Induced effects of LITT are realized through several subsequent stages including transmission, absorption, and degradation of the laser photo-irradiation energy within the targeted tissue, and its conversion into heat, causing a local biological reaction [7, 8]. A simple and widely used mathematical algorithm for determination of the heating duration leading to thermal injury during LITT is based on the Arrhenius model of chemical reaction rates: t = A exp(E/R [T+273]), which reflects time (t) required to produce cell death at a constant temperature (T at °C) and contains two constants, namely activation energy (E) and pre-exponential factor (A). The latter parameters may vary in different biological tissues and have not been precisely defined in humans [9], but experimental studies have demonstrated that E is relatively large and consequently, t decreases very rapidly with increase of T.

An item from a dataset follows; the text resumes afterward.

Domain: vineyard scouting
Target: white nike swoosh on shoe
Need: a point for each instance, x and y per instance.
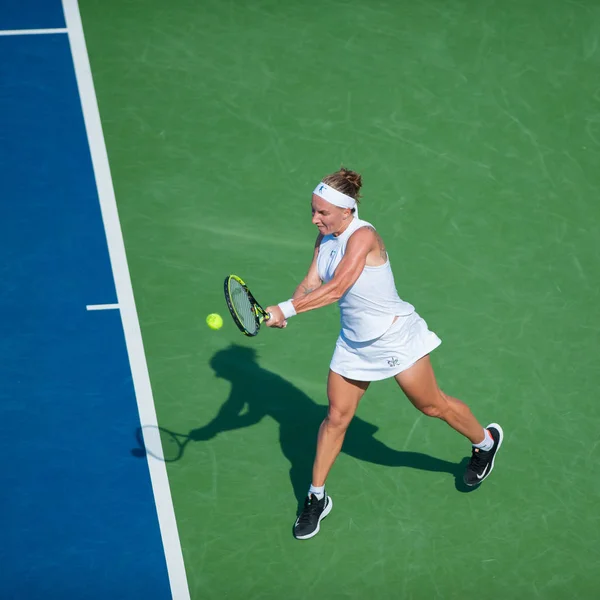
(484, 472)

Depending on the intensity of the laser beam and distance from the fiber tip the rise of temperature results in tissue destruction and protein denaturation. Heat diffusion strongly depends on local perfusion and spreads through a large volume of normal brain parenchyma [10]. In poorly vascularized low-grade gliomas (LGG), an efficient thermal diffusion reaches up to 15–20 mm from the laser fiber tip, while it is relatively lower in cases of highly vascularized high-grade gliomas (HGG) and other malignant neoplasms.